İnsanoğlunun ilk buğdayı toprağa ekmesiyle başlıyor ekşi mayanın serüveni. Buğdayın iki taş arasında öğütülmesi ve suyla karıştırılmasıyla elde edilen hamur ateşte pişiriliyor. Bu sırada göz göz olup, kabardığı fark ediliyor. Hamur, ekşitilip kullanılmaya başlanıyor. Fakat başarıya erişemiyor. Bu yüzden ilk çağlarda yufka ekmeğe benzer ekmekler elde ediliyor ve tüketiliyor.

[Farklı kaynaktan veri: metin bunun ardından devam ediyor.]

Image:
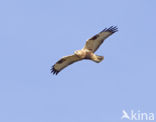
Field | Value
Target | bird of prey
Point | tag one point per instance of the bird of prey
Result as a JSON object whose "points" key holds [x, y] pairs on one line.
{"points": [[87, 52]]}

Yıllar geçtikçe bilinen ilk temel gıda maddesi ekmek, boyut atlamaya başlıyor. Göçebe toplumların yavaş yavaş yerleşik hayata geçmesiyle ekşi hamur ve ekşi maya kültürü oluşuyor. İlk ekşi mayalar üzüm suyu ile yapılmaya başlanıyor. Bu mayalardan elde edilen hamurlar saklanıyor ve çoğaltılıyor. Yaygın kullanımına ise Mısır’da rastlanıyor. Mezopotamya’da da kendini gösteriyor ekşi maya. İlerleyen yıllarda ekmekçilik giderek yaygınlaşıyor.
İtalya ve Fransa’da büyük fırınlar kuruluyor, ekşi maya ve ekşi hamur kullanımı hız kazanıyor. Osmanlı döneminde ramazan pideleri dahi çoğu ekmek, ekşi maya ile hazırlanıyor. Ekşi maya, sanayileşme ile birlikte değerini yitiriyor ve yerini endüstriyel mayalara bırakıyor.
Üzümde bulunan ve tomurcuklanabilen mayalar, oksijensiz solunum yapabiliyor. Bu nedenle canlı olarak nitelendiriliyorlar. Fermantasyon sonucu karbondioksit üretiyorlar. O minik kabarcıkların sebebi de bu. Canlılar, un, su ya da onları beslediğiniz diğer malzemelerden güç alıyor ve çoğalmaya başlıyor. Ekşiyerek aktif hale geliyorlar.
Kısacası ekşi maya, doğanın mucizelerinin, biyoloji, kimya ve sabırla birleşiminden oluşuyor.